Keep in mind that this is all SPECULATION - if anyone here has other information to the contrary, I'd like to hear it =)
What I'd really like to hear about... (Score:4)
There's of all kinds of fun I could have with this chip...
I also wonder whether it can multitask between different instruction sets. I guess the task switching overhead would be pretty brutal if there isn't room onchip for multiple instruction sets.
Transmeta not impressive (Score:4)
Efficiency isn't exactly exciting. Unless I am using a Palm Pilot, I really don't care if my PentiumIII or Alpha is sucking 34W and my Nvidia GeForce is sucking another 30. What I care about is how fast my performance is. How many transactions can I run? How many frames per second am I getting? How many polygons can I push?
Crusoe may be important for the coming ubiquitous computing revolution (if it ever happens), but they are not the first to go after low power (remember Rise? Remember WinChip IDT? Don't forget Strong ARM)
I think Crusoe is a nice chip, but the *HYPE* (and I mean hype) caused by deliberate secrecy and press leaks thoroughly destroyed any chance of it being seen as revolutionary in my eyes.
The Code Morphing technology is not revolutionary.
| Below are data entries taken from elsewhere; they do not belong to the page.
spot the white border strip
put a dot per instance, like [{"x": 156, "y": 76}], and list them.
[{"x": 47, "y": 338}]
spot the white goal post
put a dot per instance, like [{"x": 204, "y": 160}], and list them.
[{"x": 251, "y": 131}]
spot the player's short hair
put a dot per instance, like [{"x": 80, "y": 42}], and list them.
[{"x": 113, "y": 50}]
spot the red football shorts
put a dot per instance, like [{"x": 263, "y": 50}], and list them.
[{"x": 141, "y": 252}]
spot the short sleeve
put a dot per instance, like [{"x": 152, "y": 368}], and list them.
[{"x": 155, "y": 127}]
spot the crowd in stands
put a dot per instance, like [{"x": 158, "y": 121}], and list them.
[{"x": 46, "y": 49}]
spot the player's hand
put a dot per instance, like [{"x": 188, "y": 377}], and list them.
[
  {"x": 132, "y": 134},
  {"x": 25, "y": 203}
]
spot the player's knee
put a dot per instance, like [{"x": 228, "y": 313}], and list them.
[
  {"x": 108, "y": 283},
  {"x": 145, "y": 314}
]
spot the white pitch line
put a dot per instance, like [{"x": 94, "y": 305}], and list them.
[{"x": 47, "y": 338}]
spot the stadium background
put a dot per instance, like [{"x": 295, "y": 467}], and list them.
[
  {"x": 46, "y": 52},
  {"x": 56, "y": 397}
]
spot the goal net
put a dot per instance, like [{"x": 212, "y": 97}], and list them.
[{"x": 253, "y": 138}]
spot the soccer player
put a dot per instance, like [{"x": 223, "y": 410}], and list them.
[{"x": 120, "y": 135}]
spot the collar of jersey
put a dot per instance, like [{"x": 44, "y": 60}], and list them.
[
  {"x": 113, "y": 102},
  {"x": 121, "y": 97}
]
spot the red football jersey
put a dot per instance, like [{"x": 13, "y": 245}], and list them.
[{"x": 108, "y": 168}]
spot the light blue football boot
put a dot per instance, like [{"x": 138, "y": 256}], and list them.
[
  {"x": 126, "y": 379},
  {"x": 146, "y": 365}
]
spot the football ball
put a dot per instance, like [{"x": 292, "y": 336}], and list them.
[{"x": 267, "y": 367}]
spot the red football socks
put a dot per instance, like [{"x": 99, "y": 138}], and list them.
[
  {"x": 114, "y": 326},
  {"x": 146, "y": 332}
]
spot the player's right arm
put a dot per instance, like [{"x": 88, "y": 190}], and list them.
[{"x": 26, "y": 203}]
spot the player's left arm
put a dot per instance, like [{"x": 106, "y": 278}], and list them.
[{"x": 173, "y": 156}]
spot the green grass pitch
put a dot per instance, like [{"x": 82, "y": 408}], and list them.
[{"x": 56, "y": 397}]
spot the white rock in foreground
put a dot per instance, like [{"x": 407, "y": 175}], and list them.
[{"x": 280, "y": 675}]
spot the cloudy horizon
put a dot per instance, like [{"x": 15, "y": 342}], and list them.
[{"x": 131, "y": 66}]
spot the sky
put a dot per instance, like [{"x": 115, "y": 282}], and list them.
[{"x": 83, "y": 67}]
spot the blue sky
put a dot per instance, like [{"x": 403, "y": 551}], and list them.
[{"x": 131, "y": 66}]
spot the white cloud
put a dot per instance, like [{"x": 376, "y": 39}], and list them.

Emulators have been doing dynamic instruction set recompilation for years now, DEC did it with FX32, Sun does it with Java JIT's (including HotSpot which does recompilation based on runtime profiles), SmallTalk VM's have been doing it, hell, even one of the Commodore 64 emulators does it if I recall. John Carmack's Quake3 engine even does it. I'm sure there are hundreds of projects in Academia that have been doing it. The only relevent difference is the hardware assist that the Crusoe has.
Chances are, when you hype something too much, it's going to be disappointing. There's a thread on Usenet that claims Transmeta's *ORIGINAL* goal was not low power, but the best performance, but when they couldn't attain it, they "fell back" to a low power selling point. I think it's in comp.arch.
You aren't SOPOSED to code in it's native set (Score:5)
The "code morphing" layer is what makes Crusoe stand apart from the rest. It optimizes on the fly the instuction set it's running on the fly. This means that your aps will run faster and faster as it runs. This layer is what gives the Crusoe it's speed. Coding nativly would be SLOWER then using the morphing layer. You also don't get the benifit of the optimaztion.
Also, the instruction sets are different for each chip. Each set is further optimized for what it's use is going to be. So if you code for one Crusoe chip natively , it doesn't run on the other. This lets Transmeta change the instruction set as needed to. Like if it's faster to do something one way, they can change it and not break compatability with anything. And they can give you the update with a software patch.
So, it doesn't matter if people don't have the instruction set for the native Crusoe processors. They will change alot, and everytime they change you would have to recode every program again. Why bother? Also you don't get to use what the Crusoe processor is all about, it's code morphing layer.
So, PLEASE, stop complaining that you can't code natively for this chip. The code won't go any faster, and as soon as Transmeta changes the set, your programs wouldn't run anyways. So it's a moot point to code navitly for it.